Optimizing JuiceFS Read Performance: Readahead, Prefetch, and Cache

2024-08-06
Feihu Mo

In high-performance computing scenarios, all-flash architectures and kernel-mode parallel file systems are often used to meet performance requirements. However, as data volumes and distributed system clusters grow, the high cost of all-flash storage and the operational complexity of kernel clients become major challenges.

JuiceFS is a cloud-native distributed file system operating entirely in user space. It significantly boosts I/O throughput through distributed caching and uses cost-effective object storage for data storage. This makes it suitable for large-scale AI workloads.

The data reading process in JuiceFS starts with a read request from the client, which is sent to the JuiceFS client via FUSE. This request then passes through a readahead buffer layer, enters the cache layer, and ultimately accesses object storage. To enhance reading efficiency, JuiceFS employs various strategies in its architecture, including data readahead, prefetch, and cache.

In this article, we’ll analyze the working principles of these strategies in detail and share our test results in specific scenarios. Our article will help you deeply understand the performance advantages and limitations of JuiceFS. You can more effectively apply JuiceFS to various usage scenarios.

To read this article, a basic knowledge of operating systems is required. You can bookmark this article for careful reading when needed.

Introduction to JuiceFS architecture

The architecture of JuiceFS Community Edition has three main components: the client, data storage, and metadata. Data access is supported through various interfaces, including POSIX, HDFS API, S3 API, and Kubernetes CSI, catering to different application scenarios. In terms of data storage, JuiceFS supports dozens of object storage solutions, including public cloud services and self-hosted solutions such as Ceph and MinIO. The metadata engine is compatible with several common databases, including Redis, TiKV, and PostgreSQL.

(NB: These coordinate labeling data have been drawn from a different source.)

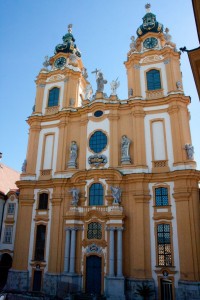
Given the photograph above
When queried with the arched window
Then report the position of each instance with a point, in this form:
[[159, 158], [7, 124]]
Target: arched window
[[94, 231], [153, 80], [164, 245], [43, 201], [98, 141], [40, 242], [161, 196], [96, 194], [53, 97]]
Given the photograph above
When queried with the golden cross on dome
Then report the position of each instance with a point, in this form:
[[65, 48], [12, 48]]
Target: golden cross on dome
[[148, 7], [70, 28]]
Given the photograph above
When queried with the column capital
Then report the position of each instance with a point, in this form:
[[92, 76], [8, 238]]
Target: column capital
[[111, 228], [120, 228], [72, 228]]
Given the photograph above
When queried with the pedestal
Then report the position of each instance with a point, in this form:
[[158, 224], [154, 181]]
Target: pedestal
[[114, 288], [17, 280], [73, 282]]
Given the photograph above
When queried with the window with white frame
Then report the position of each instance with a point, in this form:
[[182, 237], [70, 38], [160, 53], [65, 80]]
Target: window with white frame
[[7, 239], [11, 208]]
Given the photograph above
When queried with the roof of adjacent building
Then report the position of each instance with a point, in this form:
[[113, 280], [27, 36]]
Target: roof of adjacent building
[[8, 178]]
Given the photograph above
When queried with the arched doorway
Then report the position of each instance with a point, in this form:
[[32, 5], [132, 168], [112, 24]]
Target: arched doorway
[[93, 274], [166, 289], [5, 265]]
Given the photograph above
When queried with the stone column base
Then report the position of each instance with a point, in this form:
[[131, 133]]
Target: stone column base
[[17, 280], [188, 290], [114, 288], [72, 281]]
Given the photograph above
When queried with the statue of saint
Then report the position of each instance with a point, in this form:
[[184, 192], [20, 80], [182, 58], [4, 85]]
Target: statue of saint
[[116, 193], [190, 151], [88, 92], [24, 166], [75, 196], [100, 80], [114, 85], [125, 145], [73, 151], [73, 155]]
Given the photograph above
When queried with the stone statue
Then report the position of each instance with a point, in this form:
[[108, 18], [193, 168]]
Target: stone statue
[[75, 196], [125, 145], [73, 155], [130, 92], [190, 151], [167, 35], [100, 80], [24, 166], [114, 85], [88, 92], [116, 193], [84, 73], [46, 62], [133, 44], [179, 85]]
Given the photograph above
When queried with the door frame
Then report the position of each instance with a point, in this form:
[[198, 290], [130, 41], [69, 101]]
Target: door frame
[[159, 286], [102, 270]]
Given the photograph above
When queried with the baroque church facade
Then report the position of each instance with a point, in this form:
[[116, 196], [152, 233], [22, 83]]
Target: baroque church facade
[[109, 197]]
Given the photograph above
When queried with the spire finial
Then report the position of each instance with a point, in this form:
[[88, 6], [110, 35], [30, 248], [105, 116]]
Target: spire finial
[[70, 28], [148, 7]]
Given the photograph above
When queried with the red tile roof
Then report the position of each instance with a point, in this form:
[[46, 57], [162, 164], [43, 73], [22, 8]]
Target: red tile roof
[[8, 177]]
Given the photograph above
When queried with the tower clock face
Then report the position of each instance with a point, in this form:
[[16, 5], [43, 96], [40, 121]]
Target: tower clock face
[[60, 62], [150, 43]]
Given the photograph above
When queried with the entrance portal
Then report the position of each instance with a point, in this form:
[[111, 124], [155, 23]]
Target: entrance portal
[[5, 265], [166, 289], [93, 274]]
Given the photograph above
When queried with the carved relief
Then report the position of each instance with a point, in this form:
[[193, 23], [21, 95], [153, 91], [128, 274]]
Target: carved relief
[[55, 78], [151, 58]]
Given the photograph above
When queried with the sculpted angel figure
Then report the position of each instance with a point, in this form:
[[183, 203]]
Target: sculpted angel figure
[[116, 193]]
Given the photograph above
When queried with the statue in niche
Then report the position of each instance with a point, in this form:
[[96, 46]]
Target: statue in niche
[[75, 196], [71, 102], [73, 155], [88, 92], [125, 146], [116, 194], [46, 62], [130, 92], [179, 85], [133, 44], [190, 151], [24, 166], [114, 85], [84, 73], [100, 80]]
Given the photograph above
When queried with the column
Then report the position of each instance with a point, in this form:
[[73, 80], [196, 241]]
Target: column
[[119, 252], [72, 251], [67, 248], [111, 257]]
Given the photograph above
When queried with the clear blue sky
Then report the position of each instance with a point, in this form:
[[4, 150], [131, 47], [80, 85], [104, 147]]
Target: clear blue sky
[[30, 30]]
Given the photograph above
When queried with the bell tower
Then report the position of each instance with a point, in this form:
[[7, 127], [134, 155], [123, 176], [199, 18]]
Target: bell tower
[[153, 62], [109, 197]]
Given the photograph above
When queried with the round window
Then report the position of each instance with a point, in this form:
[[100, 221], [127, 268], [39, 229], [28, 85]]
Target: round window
[[98, 141], [98, 113]]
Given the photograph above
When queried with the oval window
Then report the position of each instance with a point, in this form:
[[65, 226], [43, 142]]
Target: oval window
[[98, 113], [98, 141]]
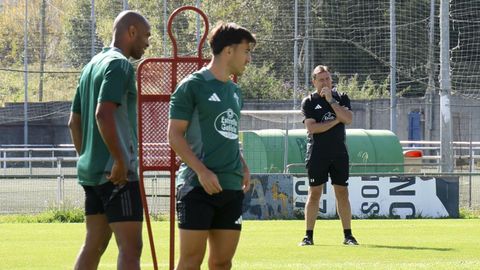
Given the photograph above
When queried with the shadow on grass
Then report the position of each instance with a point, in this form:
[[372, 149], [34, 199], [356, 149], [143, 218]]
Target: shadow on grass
[[409, 247]]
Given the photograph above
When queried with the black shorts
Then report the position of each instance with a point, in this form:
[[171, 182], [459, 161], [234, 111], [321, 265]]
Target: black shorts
[[117, 203], [319, 170], [198, 210]]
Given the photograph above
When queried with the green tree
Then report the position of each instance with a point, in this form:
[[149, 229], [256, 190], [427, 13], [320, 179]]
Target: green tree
[[78, 33]]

Architecture: JuiceFS Community Edition (left) vs. Enterprise Edition (right)
Architecture: JuiceFS Community Edition (left) vs. Enterprise Edition (right)

The primary differences between the community edition and the enterprise edition are in handling the metadata engine and data caching, as shown in the figure above. The enterprise edition includes a proprietary distributed metadata engine and supports distributed cache, whereas the community edition only supports local cache.

Concepts of reads in Linux

In the Linux system, data reading is implemented through several methods:

  • Buffered I/O: This is the standard file reading method. Data passes through the kernel buffer. The kernel performs readahead operations to optimize reading efficiency.
  • Direct I/O: This method allows file I/O operations to bypass the kernel buffer. This reduces data copying and memory usage. It’s suitable for large data transfers.
  • Asynchronous I/O: Often used with direct I/O, it allows applications to issue multiple I/O requests within a single thread without waiting for each request to complete. This improves I/O concurrency performance.
  • Memory map: This method maps files into the process' address space, allowing direct access to file content through pointers. With memory mapping, applications can access the mapped file area as if it were regular memory, with the kernel automatically handling data reads and writes.

These reading modes bring specific challenges to storage systems:

  • Random reads: Including both random large I/O reads and random small I/O reads, these primarily test the storage system's latency and IOPS.
  • Sequential reads: These primarily test the storage system's bandwidth.
  • Reading a large number of small files: This tests the performance of the storage system's metadata engine and the overall system's IOPS capabilities.

JuiceFS read process analysis

JuiceFS employs a strategy of file chunking. A file is logically divided into several chunks, each with a fixed size of 64 MB. Each chunk is further subdivided into 4 MB blocks, which are the actual storage units in the object storage. Many performance optimization measures in JuiceFS are closely related to this chunking strategy. Learn more about the JuiceFS storage workflow.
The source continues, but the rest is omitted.